But my attention kept drifting to my phone, checking the time, calculating how quickly I could leave without seeming ungrateful or unsupportive of the team.
"Go home, Harrison," Finn said, appearing beside me as I declined a third beer from an enthusiastic fan. "Your heart's not here anyway."
"We're celebrating as a team," I protested weakly.
"You've done your duty." He gestured around at the raucous gathering. "No one will remember tomorrow who left when. Go be with your wife."
The simple permission was all I needed. Ten minutes later, I was driving home, eager in a way that would have been foreign to me just months ago. Home had never been a destination I hurried toward—just a place to sleep and train between games and practices.
Now it held Sienna.
The lights were on when I arrived, but the house was quiet. I found her asleep on the couch, surrounded by wedding magazines of all things. For a disorienting moment, I wondered if she'd developed genuine enthusiasm for our fake marriage, before noticing the sticky notes marking various pages: "For PHF photo background," "Potential story for extended timeline," "Could use for publicity if needed."
Research. For maintaining our charade.
I should have felt relieved she was taking the performance aspect so seriously. Instead, an inexplicable disappointment settled in my chest.
She'd fallen asleep with a pen in hand, a notebook open beside her. The page contained a timeline of our "relationship," carefully crafted to withstand scrutiny. She'd included small details I wouldn't have thought of—favorite date spots we'd supposedly frequented, inside jokes we'd allegedly developed, the fictional story of how I proposed.
The level of commitment to our fiction was simultaneously impressive and depressing.
I didn't wake her. Instead, I carefully removed the pen from her fingers and draped a blanket over her sleeping form. Up close, I could see the shadows beneath her eyes, evidence of the long hours she'd been putting in at the bakery while still maintaining our domestic front.

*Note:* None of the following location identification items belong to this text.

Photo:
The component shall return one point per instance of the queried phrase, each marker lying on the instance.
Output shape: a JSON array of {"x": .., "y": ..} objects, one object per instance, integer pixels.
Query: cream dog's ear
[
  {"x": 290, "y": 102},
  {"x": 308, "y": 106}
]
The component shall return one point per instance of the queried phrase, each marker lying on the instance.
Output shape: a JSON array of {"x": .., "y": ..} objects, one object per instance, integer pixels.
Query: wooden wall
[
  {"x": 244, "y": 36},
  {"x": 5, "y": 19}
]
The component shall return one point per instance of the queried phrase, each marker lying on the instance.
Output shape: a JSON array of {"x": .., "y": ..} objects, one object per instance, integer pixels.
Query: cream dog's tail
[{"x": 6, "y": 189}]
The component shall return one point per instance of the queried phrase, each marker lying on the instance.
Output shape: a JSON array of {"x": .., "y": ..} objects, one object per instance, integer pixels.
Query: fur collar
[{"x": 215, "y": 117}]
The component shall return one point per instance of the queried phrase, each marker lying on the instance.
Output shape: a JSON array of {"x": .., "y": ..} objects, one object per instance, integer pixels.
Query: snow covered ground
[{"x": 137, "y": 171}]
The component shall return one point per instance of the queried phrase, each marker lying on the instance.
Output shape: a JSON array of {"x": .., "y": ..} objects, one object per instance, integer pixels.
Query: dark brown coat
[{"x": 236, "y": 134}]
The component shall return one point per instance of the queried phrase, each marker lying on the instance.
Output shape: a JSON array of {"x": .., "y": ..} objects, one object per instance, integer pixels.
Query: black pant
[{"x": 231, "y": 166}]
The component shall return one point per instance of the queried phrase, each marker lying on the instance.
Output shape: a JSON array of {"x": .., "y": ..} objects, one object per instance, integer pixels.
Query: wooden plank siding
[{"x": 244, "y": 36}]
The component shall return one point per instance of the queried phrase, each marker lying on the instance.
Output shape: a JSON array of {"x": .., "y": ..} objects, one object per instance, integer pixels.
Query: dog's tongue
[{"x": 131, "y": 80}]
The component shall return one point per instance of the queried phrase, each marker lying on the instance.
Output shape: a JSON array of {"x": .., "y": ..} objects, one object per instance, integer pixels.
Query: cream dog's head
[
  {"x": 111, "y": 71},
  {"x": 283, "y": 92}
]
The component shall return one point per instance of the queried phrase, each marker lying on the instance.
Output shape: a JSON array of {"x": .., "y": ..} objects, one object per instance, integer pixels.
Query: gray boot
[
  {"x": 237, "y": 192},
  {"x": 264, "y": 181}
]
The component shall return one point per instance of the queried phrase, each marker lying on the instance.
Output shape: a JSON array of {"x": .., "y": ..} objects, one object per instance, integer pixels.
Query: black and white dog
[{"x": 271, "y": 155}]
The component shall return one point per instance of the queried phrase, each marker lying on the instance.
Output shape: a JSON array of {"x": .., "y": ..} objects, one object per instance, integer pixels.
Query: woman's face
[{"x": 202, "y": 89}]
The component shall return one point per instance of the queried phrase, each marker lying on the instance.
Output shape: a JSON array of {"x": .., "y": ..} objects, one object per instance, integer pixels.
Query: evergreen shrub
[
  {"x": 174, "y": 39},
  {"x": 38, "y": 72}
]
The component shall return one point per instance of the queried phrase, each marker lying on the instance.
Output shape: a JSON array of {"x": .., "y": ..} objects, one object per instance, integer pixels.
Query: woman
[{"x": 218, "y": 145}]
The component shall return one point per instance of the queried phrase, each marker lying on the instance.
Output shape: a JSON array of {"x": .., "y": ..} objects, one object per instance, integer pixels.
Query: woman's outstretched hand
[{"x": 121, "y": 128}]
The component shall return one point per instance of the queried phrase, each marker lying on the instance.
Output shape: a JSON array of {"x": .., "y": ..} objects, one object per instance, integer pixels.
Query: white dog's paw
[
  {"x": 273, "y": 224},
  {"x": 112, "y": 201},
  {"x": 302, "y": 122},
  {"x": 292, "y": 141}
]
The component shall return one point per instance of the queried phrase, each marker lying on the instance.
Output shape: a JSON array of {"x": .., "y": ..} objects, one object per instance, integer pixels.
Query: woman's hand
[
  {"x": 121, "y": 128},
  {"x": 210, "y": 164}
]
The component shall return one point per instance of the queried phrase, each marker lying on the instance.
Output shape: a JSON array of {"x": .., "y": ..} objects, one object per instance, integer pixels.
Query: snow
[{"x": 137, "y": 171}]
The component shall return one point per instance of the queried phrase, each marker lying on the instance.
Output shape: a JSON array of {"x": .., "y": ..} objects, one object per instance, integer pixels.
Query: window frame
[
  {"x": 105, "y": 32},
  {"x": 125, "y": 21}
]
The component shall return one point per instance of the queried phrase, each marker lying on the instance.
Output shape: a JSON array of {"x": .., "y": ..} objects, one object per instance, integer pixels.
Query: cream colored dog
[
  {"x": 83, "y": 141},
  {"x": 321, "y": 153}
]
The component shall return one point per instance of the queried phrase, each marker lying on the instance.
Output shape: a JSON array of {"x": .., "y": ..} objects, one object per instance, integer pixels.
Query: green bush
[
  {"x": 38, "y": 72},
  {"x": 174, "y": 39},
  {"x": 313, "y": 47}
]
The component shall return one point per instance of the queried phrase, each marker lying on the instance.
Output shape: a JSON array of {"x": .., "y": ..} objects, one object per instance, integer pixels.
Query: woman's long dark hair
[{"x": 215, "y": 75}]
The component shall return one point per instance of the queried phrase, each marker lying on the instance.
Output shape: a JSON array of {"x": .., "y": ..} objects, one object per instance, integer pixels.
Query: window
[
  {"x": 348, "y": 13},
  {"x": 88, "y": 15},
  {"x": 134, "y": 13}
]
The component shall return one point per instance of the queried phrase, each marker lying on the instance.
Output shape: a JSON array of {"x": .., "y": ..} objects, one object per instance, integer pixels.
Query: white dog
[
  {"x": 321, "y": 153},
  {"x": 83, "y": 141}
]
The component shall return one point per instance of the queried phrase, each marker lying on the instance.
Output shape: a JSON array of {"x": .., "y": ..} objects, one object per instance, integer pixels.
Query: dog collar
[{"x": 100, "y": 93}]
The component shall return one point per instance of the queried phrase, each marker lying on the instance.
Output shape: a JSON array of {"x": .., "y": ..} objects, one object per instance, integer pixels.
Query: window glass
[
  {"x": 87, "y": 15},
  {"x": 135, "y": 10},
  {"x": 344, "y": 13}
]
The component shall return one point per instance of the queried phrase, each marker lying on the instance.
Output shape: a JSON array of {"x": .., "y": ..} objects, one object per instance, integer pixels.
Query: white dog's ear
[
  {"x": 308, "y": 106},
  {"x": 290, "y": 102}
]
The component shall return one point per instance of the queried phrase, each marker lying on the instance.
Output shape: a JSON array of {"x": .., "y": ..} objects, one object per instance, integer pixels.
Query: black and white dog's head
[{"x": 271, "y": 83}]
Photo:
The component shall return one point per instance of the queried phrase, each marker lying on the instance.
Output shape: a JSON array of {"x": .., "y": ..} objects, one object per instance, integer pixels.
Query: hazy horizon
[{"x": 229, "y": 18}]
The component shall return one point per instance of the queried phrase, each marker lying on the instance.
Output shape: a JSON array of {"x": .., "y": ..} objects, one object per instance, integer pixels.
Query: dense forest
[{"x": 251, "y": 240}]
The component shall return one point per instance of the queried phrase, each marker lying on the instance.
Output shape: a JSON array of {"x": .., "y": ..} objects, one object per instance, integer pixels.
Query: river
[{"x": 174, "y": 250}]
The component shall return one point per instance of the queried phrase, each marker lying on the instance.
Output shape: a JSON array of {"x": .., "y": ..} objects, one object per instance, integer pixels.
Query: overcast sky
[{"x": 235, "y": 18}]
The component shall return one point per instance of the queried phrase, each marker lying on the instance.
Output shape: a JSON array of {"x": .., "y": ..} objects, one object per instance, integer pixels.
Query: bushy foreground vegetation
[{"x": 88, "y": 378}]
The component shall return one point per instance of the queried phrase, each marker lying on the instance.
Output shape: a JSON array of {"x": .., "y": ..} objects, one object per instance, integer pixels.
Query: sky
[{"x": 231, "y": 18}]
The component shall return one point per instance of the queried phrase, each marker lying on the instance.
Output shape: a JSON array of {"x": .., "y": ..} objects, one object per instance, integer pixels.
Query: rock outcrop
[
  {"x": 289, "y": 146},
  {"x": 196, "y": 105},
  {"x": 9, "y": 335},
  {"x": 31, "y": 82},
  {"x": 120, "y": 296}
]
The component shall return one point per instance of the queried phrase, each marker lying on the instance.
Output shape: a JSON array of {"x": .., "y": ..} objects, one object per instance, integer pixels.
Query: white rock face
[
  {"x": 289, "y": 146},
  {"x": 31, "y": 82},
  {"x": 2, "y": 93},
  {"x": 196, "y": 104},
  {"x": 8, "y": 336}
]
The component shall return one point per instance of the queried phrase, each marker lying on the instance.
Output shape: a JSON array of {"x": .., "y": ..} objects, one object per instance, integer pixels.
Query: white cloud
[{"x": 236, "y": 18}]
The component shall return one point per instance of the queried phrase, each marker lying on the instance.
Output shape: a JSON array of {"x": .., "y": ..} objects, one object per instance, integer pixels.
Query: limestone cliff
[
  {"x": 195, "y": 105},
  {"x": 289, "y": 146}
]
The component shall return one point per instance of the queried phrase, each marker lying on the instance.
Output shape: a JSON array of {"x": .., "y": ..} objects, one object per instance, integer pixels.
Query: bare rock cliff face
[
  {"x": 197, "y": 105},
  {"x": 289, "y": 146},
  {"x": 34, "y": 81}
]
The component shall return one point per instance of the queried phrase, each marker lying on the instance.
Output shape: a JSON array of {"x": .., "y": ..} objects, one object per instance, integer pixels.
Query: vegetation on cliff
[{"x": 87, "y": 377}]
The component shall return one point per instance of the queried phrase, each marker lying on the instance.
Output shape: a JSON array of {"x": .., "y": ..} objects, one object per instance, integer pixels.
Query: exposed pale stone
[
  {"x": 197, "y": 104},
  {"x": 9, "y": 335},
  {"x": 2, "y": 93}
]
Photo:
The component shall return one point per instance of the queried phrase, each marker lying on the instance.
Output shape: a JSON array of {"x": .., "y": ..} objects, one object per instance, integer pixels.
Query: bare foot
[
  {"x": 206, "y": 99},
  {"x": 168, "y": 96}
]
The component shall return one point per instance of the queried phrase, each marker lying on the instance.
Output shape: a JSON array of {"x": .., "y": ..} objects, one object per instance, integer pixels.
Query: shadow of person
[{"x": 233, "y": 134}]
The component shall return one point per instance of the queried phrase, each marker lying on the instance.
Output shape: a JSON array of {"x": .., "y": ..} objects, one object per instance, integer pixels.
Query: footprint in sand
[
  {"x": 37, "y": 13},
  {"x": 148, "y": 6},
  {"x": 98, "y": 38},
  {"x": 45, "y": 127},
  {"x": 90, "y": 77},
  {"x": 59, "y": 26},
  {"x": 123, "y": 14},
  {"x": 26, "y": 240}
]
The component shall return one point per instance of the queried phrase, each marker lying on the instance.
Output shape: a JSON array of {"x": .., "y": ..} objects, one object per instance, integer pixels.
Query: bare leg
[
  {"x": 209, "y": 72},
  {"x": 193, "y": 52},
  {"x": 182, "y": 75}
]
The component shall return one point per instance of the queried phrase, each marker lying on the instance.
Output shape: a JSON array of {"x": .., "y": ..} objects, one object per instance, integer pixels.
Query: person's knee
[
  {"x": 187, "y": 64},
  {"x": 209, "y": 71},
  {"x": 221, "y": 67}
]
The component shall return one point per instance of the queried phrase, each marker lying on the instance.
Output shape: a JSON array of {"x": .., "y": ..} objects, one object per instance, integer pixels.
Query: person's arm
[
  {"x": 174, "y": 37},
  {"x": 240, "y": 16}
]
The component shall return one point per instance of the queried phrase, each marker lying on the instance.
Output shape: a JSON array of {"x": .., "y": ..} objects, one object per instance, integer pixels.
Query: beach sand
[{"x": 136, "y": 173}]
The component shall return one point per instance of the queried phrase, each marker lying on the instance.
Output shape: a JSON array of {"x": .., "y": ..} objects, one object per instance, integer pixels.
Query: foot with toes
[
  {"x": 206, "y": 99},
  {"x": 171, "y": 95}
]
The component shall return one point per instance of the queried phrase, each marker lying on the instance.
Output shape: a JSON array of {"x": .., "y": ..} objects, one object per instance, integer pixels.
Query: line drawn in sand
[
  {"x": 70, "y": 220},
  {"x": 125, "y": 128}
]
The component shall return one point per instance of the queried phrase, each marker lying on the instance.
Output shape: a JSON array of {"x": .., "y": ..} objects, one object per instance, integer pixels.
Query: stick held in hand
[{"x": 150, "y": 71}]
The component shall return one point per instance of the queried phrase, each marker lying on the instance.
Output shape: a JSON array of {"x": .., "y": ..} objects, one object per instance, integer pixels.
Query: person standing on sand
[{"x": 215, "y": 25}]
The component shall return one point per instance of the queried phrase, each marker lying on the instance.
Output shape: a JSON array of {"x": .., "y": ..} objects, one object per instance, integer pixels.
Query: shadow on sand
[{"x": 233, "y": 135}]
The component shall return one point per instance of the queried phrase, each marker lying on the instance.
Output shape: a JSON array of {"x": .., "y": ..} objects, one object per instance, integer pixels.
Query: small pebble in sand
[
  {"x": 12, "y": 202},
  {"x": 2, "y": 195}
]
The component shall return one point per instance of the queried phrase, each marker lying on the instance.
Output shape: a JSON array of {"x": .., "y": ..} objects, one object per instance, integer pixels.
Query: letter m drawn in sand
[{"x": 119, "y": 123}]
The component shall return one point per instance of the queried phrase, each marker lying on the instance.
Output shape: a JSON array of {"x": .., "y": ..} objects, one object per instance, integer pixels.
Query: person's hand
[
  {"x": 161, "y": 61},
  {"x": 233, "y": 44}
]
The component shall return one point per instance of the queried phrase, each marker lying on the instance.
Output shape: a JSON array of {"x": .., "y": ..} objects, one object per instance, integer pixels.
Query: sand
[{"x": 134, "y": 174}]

The following morning, a registered letter from Perfect Home Furnishings arrived—a draft contract that came weeks ahead of schedule. I stared at it, knowing it embodied everything I'd wanted when this all began: financial security, brand expansion, and post-hockey opportunities.
Inside, a letter requested any changes or additional clauses for the final contract. Part of me longed to ask for a delayed signing, to buy a few more precious moments with Sienna in this staged marriage. But I wasn’t sure if she would be happy staying with me any longer.
Instead of marking a step toward victory, this draft felt like the start of a ticking time bomb.
After practice, I found myself driving not home but to a shopping mall, parking outside an exclusive jewelry store I'd passed a hundred times but never entered. Inside, a discreet salesperson guided me through glass cases containing more diamonds than I'd ever seen in one place.
"Something for your wife, Mr. Harrison?" he asked, clearly recognizing me. "An anniversary perhaps?"
"Just a gift," I replied, uncomfortable with the questioning. "Something... significant."
He nodded knowingly and directed me toward a collection of necklaces. One immediately caught my eye—a teardrop diamond pendant on a delicate platinum chain, elegant without being ostentatious. It reminded me of Sienna somehow—beautiful but not flashy, with a quiet sparkle that revealed itself only upon closer inspection.
"That one," I said decisively.
As the salesperson wrapped my purchase, a figure appeared in the store window—Anders, staring at me with raised eyebrows. I quickly completed the transaction and stepped outside.
"Fancy seeing you here," he said mildly.
"Just picking something up." I tried for casual but failed miserably.
Anders studied me with his characteristic intensity. "For Sienna?"
"Yes." No point lying about the obvious.
"Big gesture." He fell into step beside me as I walked toward my car. "Bigger than a contract would require."
I stopped walking. "What's that supposed to mean?"
Anders shrugged, his expression neutral. "Nothing. Just an observation."
"I want to thank her properly," I found myself explaining. "For everything she's done to help with the endorsement. It's been... beyond what we agreed."
"I see." Anders was quiet for a moment. "Just be careful, Jax."